Columbia-Commissioned Report Shows Damage Done by Lifting of Bank Regulations
The conclusions of a report commissioned by Columbia Law School’s National State Attorneys General Program (NSAGP) and released this fall lends yet more agency to a recent and controversial decision by the House Financial Services Committee to make national banks subject to state banking regulations.
The study, conducted by the UNC Center for Community Capital, found the U.S. Comptroller of the Currency’s (OCC) 2004 decision to exempt national banks from state anti-predatory laws substantially increased lending to risky customers. Economists and government officials cite reckless mortgage lending as a significant—if not the chief—factor in triggering the global financial collapse.
Last summer, the U.S. Supreme Court reversed the decision in Cuomo v. Clearinghouse, which held that states could not regulate and enforce the activities of national banks. Congress is now deciding the extent to which national banks will be subject to state regulation. The House Committee settled on compromise language in which national banks must adhere to state regulations as long as those regulations do not “significantly interfere” with a bank’s ability to operate.
The NSAGP-funded report also showed that after the federal government lifted lending restrictions, the origination of subprime mortgages by national banks in states with the strictest anti-predatory laws—now an attractive market for risky loans—jumped from nine to 20 percent. Overall, borrowers in states with anti-predatory laws—which still constrained the lending of state banks—have fared better during the recent wave of foreclosures than states with no or weak anti-predatory laws.
The UNC Center for Community Capital conducts research to help policymakers, advocates and the private sector find ways to expand economic opportunity. The full report is available at www.ccc.unc.edu.
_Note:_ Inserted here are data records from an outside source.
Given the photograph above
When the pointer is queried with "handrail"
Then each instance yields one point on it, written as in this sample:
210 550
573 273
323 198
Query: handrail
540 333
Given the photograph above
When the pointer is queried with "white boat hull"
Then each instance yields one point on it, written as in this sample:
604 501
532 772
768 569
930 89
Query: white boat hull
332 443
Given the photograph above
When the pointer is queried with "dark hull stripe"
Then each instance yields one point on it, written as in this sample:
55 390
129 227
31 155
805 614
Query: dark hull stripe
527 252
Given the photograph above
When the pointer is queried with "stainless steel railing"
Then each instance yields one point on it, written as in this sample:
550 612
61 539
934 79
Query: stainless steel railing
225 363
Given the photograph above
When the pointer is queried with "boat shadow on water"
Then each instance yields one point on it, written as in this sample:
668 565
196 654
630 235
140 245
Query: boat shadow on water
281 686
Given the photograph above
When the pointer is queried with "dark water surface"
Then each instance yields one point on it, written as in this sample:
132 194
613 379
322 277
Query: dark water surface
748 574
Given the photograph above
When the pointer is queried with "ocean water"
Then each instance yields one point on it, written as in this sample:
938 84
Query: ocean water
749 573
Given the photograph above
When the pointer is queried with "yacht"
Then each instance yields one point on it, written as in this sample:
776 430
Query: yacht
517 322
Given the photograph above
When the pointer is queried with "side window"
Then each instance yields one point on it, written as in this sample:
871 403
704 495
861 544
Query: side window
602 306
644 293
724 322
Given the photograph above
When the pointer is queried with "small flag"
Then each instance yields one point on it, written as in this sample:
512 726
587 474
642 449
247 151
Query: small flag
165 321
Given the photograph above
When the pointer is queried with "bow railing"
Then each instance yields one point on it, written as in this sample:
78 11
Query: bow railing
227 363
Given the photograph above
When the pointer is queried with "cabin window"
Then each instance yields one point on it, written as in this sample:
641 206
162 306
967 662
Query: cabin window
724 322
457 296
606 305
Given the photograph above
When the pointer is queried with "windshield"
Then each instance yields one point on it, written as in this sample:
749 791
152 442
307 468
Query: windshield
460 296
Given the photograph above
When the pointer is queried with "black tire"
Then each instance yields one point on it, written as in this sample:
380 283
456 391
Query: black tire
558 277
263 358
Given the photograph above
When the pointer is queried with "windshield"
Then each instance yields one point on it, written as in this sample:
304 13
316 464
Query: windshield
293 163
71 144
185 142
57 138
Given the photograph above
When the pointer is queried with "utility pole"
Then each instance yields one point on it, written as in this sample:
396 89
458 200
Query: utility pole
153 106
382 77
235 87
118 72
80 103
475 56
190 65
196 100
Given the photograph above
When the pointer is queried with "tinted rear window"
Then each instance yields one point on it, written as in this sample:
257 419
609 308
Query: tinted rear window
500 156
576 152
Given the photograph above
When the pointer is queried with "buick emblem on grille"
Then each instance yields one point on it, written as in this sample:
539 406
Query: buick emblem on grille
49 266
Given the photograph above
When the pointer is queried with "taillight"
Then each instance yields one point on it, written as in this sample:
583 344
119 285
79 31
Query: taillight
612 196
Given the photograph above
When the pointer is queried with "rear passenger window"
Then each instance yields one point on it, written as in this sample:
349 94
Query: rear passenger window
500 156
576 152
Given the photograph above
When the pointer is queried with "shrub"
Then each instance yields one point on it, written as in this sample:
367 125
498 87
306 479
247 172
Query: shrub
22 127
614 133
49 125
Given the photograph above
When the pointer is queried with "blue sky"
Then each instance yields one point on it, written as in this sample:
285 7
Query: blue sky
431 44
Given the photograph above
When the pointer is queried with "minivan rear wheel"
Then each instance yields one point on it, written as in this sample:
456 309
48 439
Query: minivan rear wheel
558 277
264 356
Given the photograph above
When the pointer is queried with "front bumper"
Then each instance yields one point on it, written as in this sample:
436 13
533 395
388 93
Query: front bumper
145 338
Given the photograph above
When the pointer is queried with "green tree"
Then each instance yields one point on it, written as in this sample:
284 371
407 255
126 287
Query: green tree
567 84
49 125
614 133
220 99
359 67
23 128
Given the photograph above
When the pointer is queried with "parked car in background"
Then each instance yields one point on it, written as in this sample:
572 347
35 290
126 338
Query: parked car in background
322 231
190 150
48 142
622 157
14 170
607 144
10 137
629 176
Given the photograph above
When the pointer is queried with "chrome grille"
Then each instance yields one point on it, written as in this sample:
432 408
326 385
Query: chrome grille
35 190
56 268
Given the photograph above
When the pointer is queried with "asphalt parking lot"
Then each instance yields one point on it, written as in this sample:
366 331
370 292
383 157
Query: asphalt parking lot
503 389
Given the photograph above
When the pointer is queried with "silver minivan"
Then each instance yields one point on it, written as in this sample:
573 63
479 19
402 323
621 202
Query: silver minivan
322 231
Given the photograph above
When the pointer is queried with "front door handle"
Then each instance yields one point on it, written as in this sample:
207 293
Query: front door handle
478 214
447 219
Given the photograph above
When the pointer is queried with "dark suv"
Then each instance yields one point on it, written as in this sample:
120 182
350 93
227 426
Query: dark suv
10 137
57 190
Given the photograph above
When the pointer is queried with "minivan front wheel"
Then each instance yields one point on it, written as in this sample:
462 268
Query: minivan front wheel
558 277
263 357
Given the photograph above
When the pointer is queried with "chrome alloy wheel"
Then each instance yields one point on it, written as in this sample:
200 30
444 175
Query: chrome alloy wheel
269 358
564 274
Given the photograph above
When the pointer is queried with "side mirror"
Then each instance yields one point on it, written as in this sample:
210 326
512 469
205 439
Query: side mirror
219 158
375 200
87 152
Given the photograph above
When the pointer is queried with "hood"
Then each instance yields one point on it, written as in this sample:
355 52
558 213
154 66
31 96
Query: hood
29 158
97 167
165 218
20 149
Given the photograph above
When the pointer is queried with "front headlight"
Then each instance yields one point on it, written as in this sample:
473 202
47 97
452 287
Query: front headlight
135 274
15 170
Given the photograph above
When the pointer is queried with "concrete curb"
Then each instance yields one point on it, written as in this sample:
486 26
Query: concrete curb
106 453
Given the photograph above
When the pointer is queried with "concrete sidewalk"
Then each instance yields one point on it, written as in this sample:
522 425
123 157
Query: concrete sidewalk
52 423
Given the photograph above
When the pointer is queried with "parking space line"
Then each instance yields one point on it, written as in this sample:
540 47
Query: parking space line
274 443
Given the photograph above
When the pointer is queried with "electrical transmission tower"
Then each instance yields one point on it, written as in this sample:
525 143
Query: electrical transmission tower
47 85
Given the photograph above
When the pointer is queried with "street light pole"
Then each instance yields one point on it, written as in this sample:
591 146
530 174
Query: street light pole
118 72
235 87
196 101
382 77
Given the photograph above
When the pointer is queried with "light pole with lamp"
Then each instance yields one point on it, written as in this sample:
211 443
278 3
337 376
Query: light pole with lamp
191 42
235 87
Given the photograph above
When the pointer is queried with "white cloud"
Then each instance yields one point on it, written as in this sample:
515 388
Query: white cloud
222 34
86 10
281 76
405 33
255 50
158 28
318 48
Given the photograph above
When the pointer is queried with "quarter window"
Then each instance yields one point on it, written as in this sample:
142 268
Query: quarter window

The NSAGP is a legal research and education-and-policy center that examines the implications of the jurisprudence of state attorneys general. Under the leadership of James E. Tierney, former attorney general of Maine, and Ellen Chapnick, dean of Social Justice Initiatives, the program works closely with attorneys general, academics, and other members of the legal community in disseminating information used by state prosecutors to carry out their civil and criminal responsibilities.